Generally the HealthInsite metadata harvester ignores any metadata which does not have the correct syntax. However there is some flexibility with order of elements and order of element parts.

<META NAME="DC.Creator" CONTENT="">
<META NAME="DC.Publisher" CONTENT="">
<META NAME="DC.Rights" CONTENT="">
<META NAME="DC.Title" CONTENT="">
<META NAME="DC.Title.Alternative" CONTENT="">
<META NAME="DC.Subject" SCHEME="Health Thesaurus" CONTENT="">
<META NAME="DC.Description" CONTENT="">
<META NAME="DC.Language" SCHEME="RFC3066" CONTENT="">
<META NAME="DC.Date.Created" SCHEME="ISO8601" CONTENT="">
<META NAME="DC.Date.Issued" SCHEME="ISO8601" CONTENT="">
<META NAME="DC.Date.Modified" SCHEME="ISO8601" CONTENT="">
<META NAME="DC.Date.Review" SCHEME="ISO8601" CONTENT="">
<META NAME="DC.Date.Reviewed" SCHEME="ISO8601" CONTENT="">
<META NAME="DC.Type" SCHEME="HI type" CONTENT="">
<META NAME="DC.Type" SCHEME="HI category" CONTENT="">
<META NAME="DC.Format" SCHEME="IMT" CONTENT="">
<META NAME="DC.Format.Extent" CONTENT="">
<META NAME="DC.Identifier" SCHEME="URI" CONTENT="">
<META NAME="AGLS.Availability" CONTENT=""> <META NAME="AGLS.Audience" SCHEME="HI age" CONTENT="">
<META NAME="HI.Complexity" CONTENT="">
<META NAME="HI.Status" CONTENT= "">

Description of the metadata elements

The designation of an element as “required” is the requirement for the HealthInsite database. Where HealthInsite contributors provide short metadata records, the additional required elements are created by the HealthInsite Editorial Team.

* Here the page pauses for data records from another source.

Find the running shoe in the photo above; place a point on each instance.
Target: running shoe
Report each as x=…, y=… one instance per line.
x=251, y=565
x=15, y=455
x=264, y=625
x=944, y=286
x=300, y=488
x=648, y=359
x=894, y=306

For PDFs and other non-HTML resources, HealthInsite requires an HTML cover page and links to that. This is so that users can find out more information about a non-HTML resource before deciding whether to open/download it. The metadata is usually embedded in the cover page source code but the content of the metadata must match the resource itself.

Creator The name of the person or organisation primarily responsible for the content of the resource. Required

  • For textual documents, the author is the “creator”.
  • For personal creators, the format “Lastname, Firstname” is recommended.
  • In many organisations, personal authorship is not recorded; the organisation is regarded as the author, not the person. Use the name of the organisation, followed by a full stop and the subdivision name if appropriate. It is not worthwhile going into the complexity of subdivisions of subdivisions – these details can be recorded in the document itself. For older resources, record the name of the organisation as it was at the time of publication.
  • If an organisation name has a well known acronym, add the acronym in brackets at the end of the name.
  • Do NOT enter the name of a person or contractor who has merely converted a resource into an Internet version (for example by marking up a document with HTML coding).
  • However, if the resource’s content has been commissioned or produced under contract, then it may be appropriate to enter the name of the contractor (personal or company). This is often the case with reports on government sites.
  • You can enter more than one name for joint creators. Extra names should be added in separate lines with the same META syntax.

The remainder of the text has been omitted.